What clinches the falsity of Thiessen’s claim, however (and that of the memo he cites, and that of an unnamed Central Intelligence Agency spokesman who today seconded Thessen’s argument) is chronology. In a White House press briefing, Bush’s counterterrorism chief, Frances Fragos Townsend, told reporters that the cell leader was arrested in February 2002, and “at that point, the other members of the cell” (later arrested) “believed that the West Coast plot has been canceled, was not going forward” [italics mine]. A subsequent fact sheet released by the Bush White House states, “In 2002, we broke up [italics mine] a plot by KSM to hijack an airplane and fly it into the tallest building on the West Coast.” These two statements make clear that however far the plot to attack the Library Tower ever got—an unnamed senior FBI official would later tell the Los Angeles Times that Bush’s characterization of it as a “disrupted plot” was “ludicrous”—that plot was foiled in 2002. But Sheikh Mohammed wasn’t captured until March 2003.

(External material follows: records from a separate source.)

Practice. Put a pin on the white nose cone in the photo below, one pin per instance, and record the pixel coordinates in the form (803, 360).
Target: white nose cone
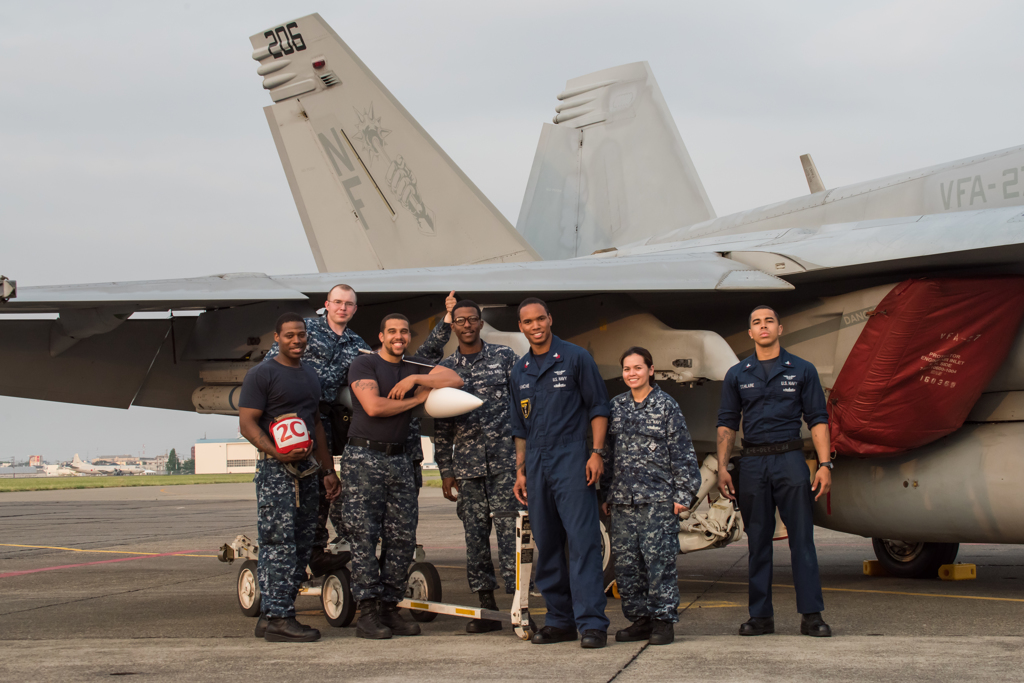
(449, 402)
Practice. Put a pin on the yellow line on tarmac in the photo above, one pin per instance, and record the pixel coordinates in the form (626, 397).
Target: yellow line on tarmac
(860, 590)
(85, 550)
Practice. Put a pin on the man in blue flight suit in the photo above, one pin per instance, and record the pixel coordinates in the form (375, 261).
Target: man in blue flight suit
(556, 390)
(773, 389)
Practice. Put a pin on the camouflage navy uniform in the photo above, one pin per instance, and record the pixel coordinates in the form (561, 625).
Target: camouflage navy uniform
(286, 534)
(477, 450)
(365, 507)
(330, 354)
(432, 350)
(650, 465)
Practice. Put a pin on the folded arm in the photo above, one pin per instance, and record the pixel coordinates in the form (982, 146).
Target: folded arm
(376, 406)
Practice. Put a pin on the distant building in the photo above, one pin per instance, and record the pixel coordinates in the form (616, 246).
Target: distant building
(224, 456)
(155, 464)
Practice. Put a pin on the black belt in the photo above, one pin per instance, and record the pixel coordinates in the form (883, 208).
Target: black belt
(771, 449)
(382, 446)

I might add that this sorry tale further illustrates some of the problems with torture. You can’t very well say “well, we brutally tortured this guy dozens of times and it was all basically pointless.” Having ordered the torture, you now have a bunch of torturers, orderers of torture, etc. invested in overstating the utility of torture. And of course if torture worked so well on the one guy, why not torture some more people? Indeed, the whole rotten idea of torturing KSM seems to have stemmed in part form an unwillingness to admit that torturing Abu Zubaydah was pointless.

And, worse, all kinds of legitimate intelligence work aimed at trying to understand al-Qaeda’s structure were compromised by the fact that some people now had a strong incentive to keep overstating Zubaydah’s significance.